If the array known_y's is in a single column, then each column of known_x's is interpreted as a separate variable.
If the array known_y's is in a single row, then each row of known_x's is interpreted as a separate variable.
The array known_x's can include one or more sets of variables. If only one variable is used, known_y's and known_x's can be ranges of any shape, as long as they have equal dimensions. If more than one variable is used, known_y's must be a range of cells with a height of one row or a width of one column (which is also known as a vector).
If known_x's is omitted, it is assumed to be the array {1,2,3,...} that is the same size as known_y's.
If const is true or omitted, b is calculated normally.
If const is false, b is set equal to 1, and the m-values are fitted to y = m^x.
If stats is true, LogEst returns the additional regression statistics, so the returned array is {mn,mn-1,...,m1,b;sen,sen-1,...,se1,seb;r 2,sey; F,df;ssreg,ssresid}.
If stats is false or omitted, LogEst returns only the m-coefficients and the constant b.
For more information about additional regression statistics, see LinEst(Object, Object, Object, Object).
The more a plot of your data resembles an exponential curve, the better the calculated line will fit your data.
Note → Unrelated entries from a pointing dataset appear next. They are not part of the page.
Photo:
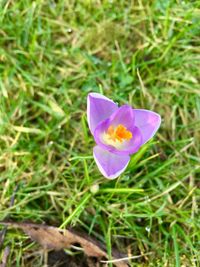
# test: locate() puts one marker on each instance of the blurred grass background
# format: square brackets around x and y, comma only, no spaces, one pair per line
[145,53]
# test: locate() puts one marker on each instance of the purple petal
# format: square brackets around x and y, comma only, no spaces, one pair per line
[148,122]
[124,115]
[109,164]
[99,108]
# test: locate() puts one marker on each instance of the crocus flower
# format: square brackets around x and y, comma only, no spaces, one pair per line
[118,132]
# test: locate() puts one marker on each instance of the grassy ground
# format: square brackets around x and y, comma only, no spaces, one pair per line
[146,53]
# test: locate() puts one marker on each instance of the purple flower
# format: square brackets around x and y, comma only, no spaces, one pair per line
[118,132]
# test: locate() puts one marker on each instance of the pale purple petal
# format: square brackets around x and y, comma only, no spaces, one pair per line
[124,115]
[148,122]
[109,164]
[99,108]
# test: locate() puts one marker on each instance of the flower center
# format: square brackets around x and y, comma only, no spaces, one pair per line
[120,133]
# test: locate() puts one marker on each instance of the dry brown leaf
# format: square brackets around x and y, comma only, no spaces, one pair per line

Like LinEst(Object, Object, Object, Object), LogEst returns an array of values that describes a relationship among the values, but LinEst(Object, Object, Object, Object) fits a straight line to your data; LogEst fits an exponential curve. For more information, see LinEst(Object, Object, Object, Object).
When you have only one independent x-variable, you can obtain y-intercept (b) values directly by using the following formula:
Y-intercept (b):
INDEX(LOGEST(known_y's,known_x's),2)
You can use the y = b*m^x equation to predict future values of y, but Microsoft Excel provides the Growth(Object, Object, Object, Object) function to do this for you. For more information, see Growth(Object, Object, Object, Object).
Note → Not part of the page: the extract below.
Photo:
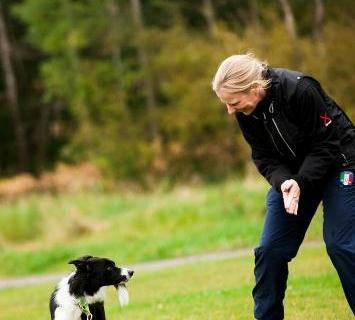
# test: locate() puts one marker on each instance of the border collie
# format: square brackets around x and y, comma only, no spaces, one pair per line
[80,295]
Formulas that return arrays must be entered as array formulas.
When entering an array constant such as known_x's as an argument, use commas to separate values in the same row and semicolons to separate rows. Separator characters may be different depending on your locale setting in Regional and Language Options in Control Panel.
You should note that the y-values predicted by the regression equation may not be valid if they are outside the range of y-values you used to determine the equation.